What are the differences between utf8 and utf8mb4?

Question

What are the differences between utf8 and utf8mb4?

Asked 9 years, 2 months ago

Viewed 14,650 times

20

When importing my mysql database to a windows server after having created it on a local server (xampp), I could not import into the server the script I exported from the database. So I decided to go copying the scripts from table by table, and I checked that only part of the script gave error:

ENGINE=InnoDB AUTO_INCREMENT=2 DEFAULT CHARSET=utf8mb4 COLLATE=utf8mb4_unicode_ci

By removing all these occurrences from the exported script, I was able to upload the database to the windows server. However, some problems are occurring, such as some pages of the website that get the emphasis changed pro symbols and other problems that I do not know if they are due to the absence of the above line.

I wanted to understand a(s) difference(s) that there is (m) between utf8 and utf8mb4, to see if this may be causing the website problems.

utf8mb4 allows an extra byte in the encoding, basically this. For use in current languages, utf8mb4 is the same as the 3 byte version. Probably your problem is elsewhere in the code.

– Bacco

2016/04/22 at 19:17
but in those lines where are the options CHARSET and COLLATE, it is only for that that they serve, allow an extra byte in coding?

– DiChrist

2016/04/22 at 19:18
1

basically changes nothing anywhere but taking up more space in DB when you set something in CHAR. CHAR(10) reserves 30 bytes in utf8, CHAR(10) reserves 40 in utf8mb4, and CHAR(10) reserves 10 bytes in Latin. BMP characters, which are those supported by utf8 are identical to utf8mb4.

– Bacco

2016/04/22 at 19:20
Oh I get it, so that shouldn’t be the cause of the problem here, send your comment as an answer for me to accept

– DiChrist

2016/04/22 at 19:24
I do not promise, but if I take some more technical references, then put as an answer. I just wanted to move the subject forward so you have a basic notion. I think the answer, It is missing by good sources for staff consult (I think answers of this type deserve a more detailed explanation, so if you give I elaborate better later).

– Bacco

2016/04/22 at 19:25
Beauty, in the waiting.

– DiChrist

2016/04/22 at 19:30
4

Obviously, if someone wants to post a detailed answer, and talking things through, feel free (if it is to explain better, otherwise I recommend leaving it as a comment as well. If to talk nonsense, the comment "saves" the person from negativation).

– Bacco

2016/04/22 at 19:32

Show 2 more comments

1 answer

Browser other questions tagged mysql sql utf-8

You are not signed in. Login or sign up in order to post.

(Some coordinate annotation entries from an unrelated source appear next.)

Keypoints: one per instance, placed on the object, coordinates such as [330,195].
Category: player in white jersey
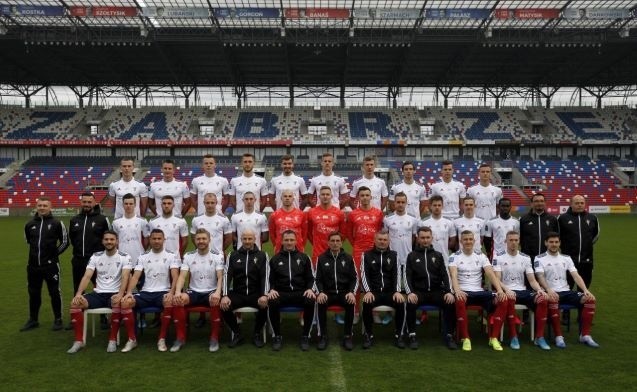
[248,182]
[551,269]
[175,229]
[249,219]
[452,191]
[169,186]
[204,270]
[466,267]
[375,184]
[512,267]
[402,229]
[443,229]
[127,184]
[113,270]
[468,221]
[340,196]
[161,270]
[209,182]
[130,229]
[416,193]
[288,180]
[496,229]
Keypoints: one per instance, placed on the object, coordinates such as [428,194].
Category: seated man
[161,270]
[381,278]
[244,284]
[291,282]
[466,267]
[336,284]
[427,283]
[204,270]
[511,267]
[113,270]
[551,269]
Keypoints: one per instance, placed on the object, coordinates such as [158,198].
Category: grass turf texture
[37,360]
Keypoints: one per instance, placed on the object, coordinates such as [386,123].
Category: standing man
[112,268]
[451,191]
[336,284]
[579,231]
[287,180]
[534,226]
[340,197]
[291,283]
[416,193]
[323,220]
[47,239]
[169,186]
[209,182]
[248,182]
[86,230]
[127,184]
[286,218]
[376,185]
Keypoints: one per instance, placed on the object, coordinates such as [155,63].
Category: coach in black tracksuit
[47,239]
[381,280]
[86,230]
[427,283]
[336,284]
[245,284]
[291,284]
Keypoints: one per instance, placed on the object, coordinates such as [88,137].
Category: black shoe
[305,343]
[348,344]
[322,345]
[237,339]
[29,325]
[57,325]
[277,342]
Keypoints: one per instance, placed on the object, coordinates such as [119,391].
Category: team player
[451,191]
[209,182]
[323,220]
[245,283]
[249,219]
[204,270]
[291,283]
[336,284]
[175,229]
[427,283]
[380,282]
[127,184]
[551,269]
[248,182]
[215,223]
[287,180]
[416,193]
[288,217]
[466,268]
[47,239]
[375,184]
[112,268]
[511,267]
[443,229]
[340,196]
[161,270]
[169,186]
[468,221]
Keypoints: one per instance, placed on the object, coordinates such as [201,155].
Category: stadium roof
[318,43]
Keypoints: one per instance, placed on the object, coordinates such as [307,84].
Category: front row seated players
[336,284]
[551,269]
[466,267]
[290,284]
[113,270]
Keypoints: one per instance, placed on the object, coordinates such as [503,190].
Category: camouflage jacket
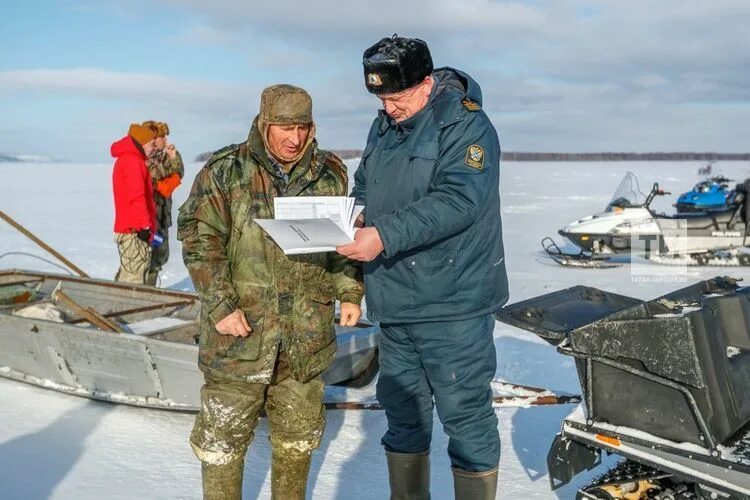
[288,300]
[160,166]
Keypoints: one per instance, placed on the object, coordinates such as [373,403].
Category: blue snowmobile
[711,194]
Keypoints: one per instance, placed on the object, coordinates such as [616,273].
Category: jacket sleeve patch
[475,157]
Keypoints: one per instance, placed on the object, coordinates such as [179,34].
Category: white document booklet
[310,224]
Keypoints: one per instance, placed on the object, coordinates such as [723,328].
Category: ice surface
[58,446]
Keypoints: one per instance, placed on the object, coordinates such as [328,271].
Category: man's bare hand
[350,314]
[366,246]
[235,324]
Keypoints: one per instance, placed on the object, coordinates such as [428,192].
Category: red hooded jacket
[131,185]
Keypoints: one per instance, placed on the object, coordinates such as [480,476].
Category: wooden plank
[91,316]
[136,310]
[42,244]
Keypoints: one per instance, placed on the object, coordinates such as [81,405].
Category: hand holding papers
[309,224]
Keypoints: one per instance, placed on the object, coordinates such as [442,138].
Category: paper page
[313,207]
[298,236]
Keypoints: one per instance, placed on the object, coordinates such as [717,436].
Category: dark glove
[144,234]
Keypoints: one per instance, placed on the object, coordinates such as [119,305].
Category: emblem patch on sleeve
[475,156]
[471,105]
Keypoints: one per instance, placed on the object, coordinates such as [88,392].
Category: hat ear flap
[396,64]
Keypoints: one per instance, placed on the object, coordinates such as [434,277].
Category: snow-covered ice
[57,446]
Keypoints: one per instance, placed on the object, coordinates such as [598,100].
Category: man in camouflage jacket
[267,319]
[167,170]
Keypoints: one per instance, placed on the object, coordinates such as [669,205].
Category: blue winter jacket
[430,185]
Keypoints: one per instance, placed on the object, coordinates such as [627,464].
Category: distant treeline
[348,154]
[525,156]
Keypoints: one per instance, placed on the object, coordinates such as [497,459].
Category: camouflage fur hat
[284,104]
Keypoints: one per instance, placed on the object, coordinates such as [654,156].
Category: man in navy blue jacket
[434,264]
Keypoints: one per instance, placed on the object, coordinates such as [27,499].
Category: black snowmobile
[666,387]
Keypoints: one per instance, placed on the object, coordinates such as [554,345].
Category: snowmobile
[710,194]
[666,389]
[629,227]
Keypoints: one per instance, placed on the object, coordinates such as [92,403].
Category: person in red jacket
[135,213]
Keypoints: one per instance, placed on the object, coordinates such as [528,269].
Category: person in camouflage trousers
[266,323]
[167,170]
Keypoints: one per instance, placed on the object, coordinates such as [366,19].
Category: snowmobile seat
[718,220]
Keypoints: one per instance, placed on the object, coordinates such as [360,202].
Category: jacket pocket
[422,165]
[433,275]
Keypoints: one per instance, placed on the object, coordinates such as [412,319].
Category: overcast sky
[615,75]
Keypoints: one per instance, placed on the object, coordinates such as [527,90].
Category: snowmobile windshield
[627,194]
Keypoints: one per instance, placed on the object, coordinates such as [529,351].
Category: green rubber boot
[289,471]
[222,482]
[409,475]
[475,485]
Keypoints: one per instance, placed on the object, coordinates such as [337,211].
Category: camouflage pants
[159,257]
[225,425]
[135,257]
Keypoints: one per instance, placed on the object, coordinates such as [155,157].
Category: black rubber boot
[409,475]
[474,485]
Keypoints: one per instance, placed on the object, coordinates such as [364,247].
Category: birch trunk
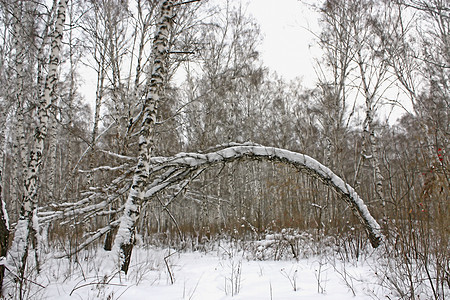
[4,222]
[27,225]
[126,234]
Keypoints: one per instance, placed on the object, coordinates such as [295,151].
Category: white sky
[286,26]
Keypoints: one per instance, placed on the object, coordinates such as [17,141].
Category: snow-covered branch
[302,162]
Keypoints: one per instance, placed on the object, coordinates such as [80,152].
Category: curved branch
[301,162]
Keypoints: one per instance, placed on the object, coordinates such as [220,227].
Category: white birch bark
[125,238]
[4,221]
[26,228]
[302,162]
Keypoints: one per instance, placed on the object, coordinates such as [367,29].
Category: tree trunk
[126,234]
[27,226]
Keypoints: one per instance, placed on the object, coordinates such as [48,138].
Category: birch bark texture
[125,238]
[27,226]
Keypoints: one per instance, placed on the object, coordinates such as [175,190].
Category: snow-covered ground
[221,273]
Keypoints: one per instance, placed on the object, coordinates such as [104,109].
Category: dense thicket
[217,90]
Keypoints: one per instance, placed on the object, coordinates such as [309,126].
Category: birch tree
[125,238]
[26,230]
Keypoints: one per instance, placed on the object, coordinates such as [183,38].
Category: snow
[298,160]
[224,273]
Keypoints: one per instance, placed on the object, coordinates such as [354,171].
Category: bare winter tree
[26,230]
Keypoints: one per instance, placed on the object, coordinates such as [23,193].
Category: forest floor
[221,272]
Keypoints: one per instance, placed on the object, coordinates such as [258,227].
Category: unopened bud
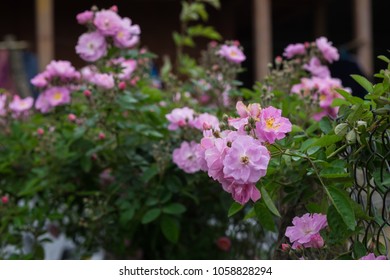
[72,117]
[351,137]
[4,199]
[87,93]
[40,131]
[341,129]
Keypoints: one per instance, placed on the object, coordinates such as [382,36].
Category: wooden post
[44,31]
[262,18]
[363,34]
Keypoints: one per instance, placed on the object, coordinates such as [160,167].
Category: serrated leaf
[151,215]
[264,216]
[234,209]
[366,84]
[326,140]
[174,209]
[343,205]
[268,202]
[170,228]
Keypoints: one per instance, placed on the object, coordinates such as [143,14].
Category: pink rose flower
[56,96]
[246,161]
[127,35]
[232,53]
[272,125]
[187,157]
[180,117]
[84,17]
[294,49]
[205,121]
[305,230]
[316,68]
[3,109]
[107,22]
[91,46]
[329,52]
[105,81]
[20,105]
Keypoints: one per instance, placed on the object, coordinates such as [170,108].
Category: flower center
[57,96]
[233,53]
[244,160]
[270,123]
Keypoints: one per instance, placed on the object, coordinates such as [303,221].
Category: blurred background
[36,31]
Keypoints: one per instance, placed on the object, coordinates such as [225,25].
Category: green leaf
[151,215]
[325,125]
[204,31]
[366,84]
[234,209]
[268,202]
[264,216]
[174,209]
[359,250]
[149,173]
[326,140]
[170,228]
[343,205]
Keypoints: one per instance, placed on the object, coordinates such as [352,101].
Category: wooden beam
[363,34]
[44,31]
[262,17]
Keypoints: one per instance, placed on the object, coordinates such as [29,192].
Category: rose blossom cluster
[105,26]
[57,81]
[19,107]
[232,53]
[305,231]
[320,86]
[236,157]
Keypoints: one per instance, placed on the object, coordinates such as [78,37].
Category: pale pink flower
[3,109]
[127,35]
[72,117]
[316,68]
[329,52]
[91,46]
[246,161]
[371,256]
[107,22]
[20,105]
[186,157]
[214,156]
[56,96]
[205,121]
[305,230]
[179,117]
[42,103]
[232,53]
[242,193]
[105,81]
[84,17]
[40,80]
[128,67]
[294,49]
[272,126]
[4,199]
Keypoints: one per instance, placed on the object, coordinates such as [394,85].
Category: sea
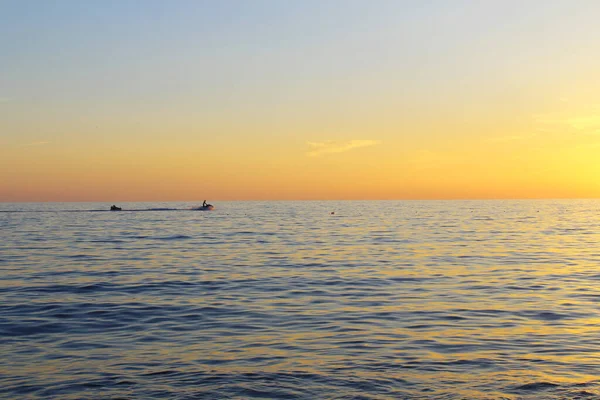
[301,300]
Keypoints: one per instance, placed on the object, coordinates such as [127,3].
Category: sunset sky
[313,99]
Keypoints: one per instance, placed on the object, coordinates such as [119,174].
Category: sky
[298,100]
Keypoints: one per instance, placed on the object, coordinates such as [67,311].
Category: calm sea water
[283,300]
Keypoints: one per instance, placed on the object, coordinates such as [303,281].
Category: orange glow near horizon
[235,113]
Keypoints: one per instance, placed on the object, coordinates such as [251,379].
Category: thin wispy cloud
[316,149]
[587,122]
[35,144]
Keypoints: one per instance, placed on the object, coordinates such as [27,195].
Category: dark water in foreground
[281,300]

by Sérgio Mucciaccia • **2,745** points · Answer 1 · 2016-05-07T01:28:30+00:00

In the past, programming languages only supported ASCII encoding that defines 128 symbols. This encoding is excellent for English, producing very compact texts where each letter spends only one byte. With the growth of the internet and an increasingly globalized world, problems quickly began to arise, as the people of Brazil could not use accents in their words. It was then that initiatives began to create an encoding that would bring together all the symbols used all over the world.

ASCII only defines 128 symbols, which makes the first bit of every byte zero in this encoding. The UTF-8 standard took advantage of this and defined the first 128 symbols exactly equal to ASCII. When a character that is not present in this pattern is required, UTF-8 sets the value of the first bit to 1 and defines codes that say whether the character will have 1, 2, 3 or 4 bytes. Therefore a program using UTF-8 will be fully compatible with any ASCII text.

The problem is that Mysql did not fully adhere to the UTF-8 standard. It implemented only symbols up to 3 bytes and forgot the rest. What is stated in Mysql as utf8 is not actually UTF-8, it is just a piece of it. To fix this error, starting with version 5.5, Mysql implemented the full standard from 1 to 4 bytes and as it had already used the name utf8 called its new implementation utf8mb4. Summing up Mysql utf8 is not UTF-8 and utf8mb4 fully follows UTF-8 standard.

Still, the utf8 and utf8mb4 have a great compatibility, most absolute characters will be equal in both systems. If you switch from one to the other you probably won’t see the difference. Unless, of course, Chinese people start using animals as letters, then they will be upset when it appears #û&ý in place of kittens. Even if you use all the existing accents it would be no problem!

The point is, the Mysql standard is the Latin1 encoding, also known as ISO 8859-1 that defines all Latin language characters and can be very well used in Portuguese. When you stopped declaring UTF-8mb4, Mysql used this encoding and as your application is probably in UTF-8 these patterns do not represent the accents in the same way, but represent ASCII in the same way, so the error appears only in accents.

Maybe this part of the script went wrong because the version of Mysql used does not support utf8mb4. If this is the case only use the utf8 in place, the accents will be compatible.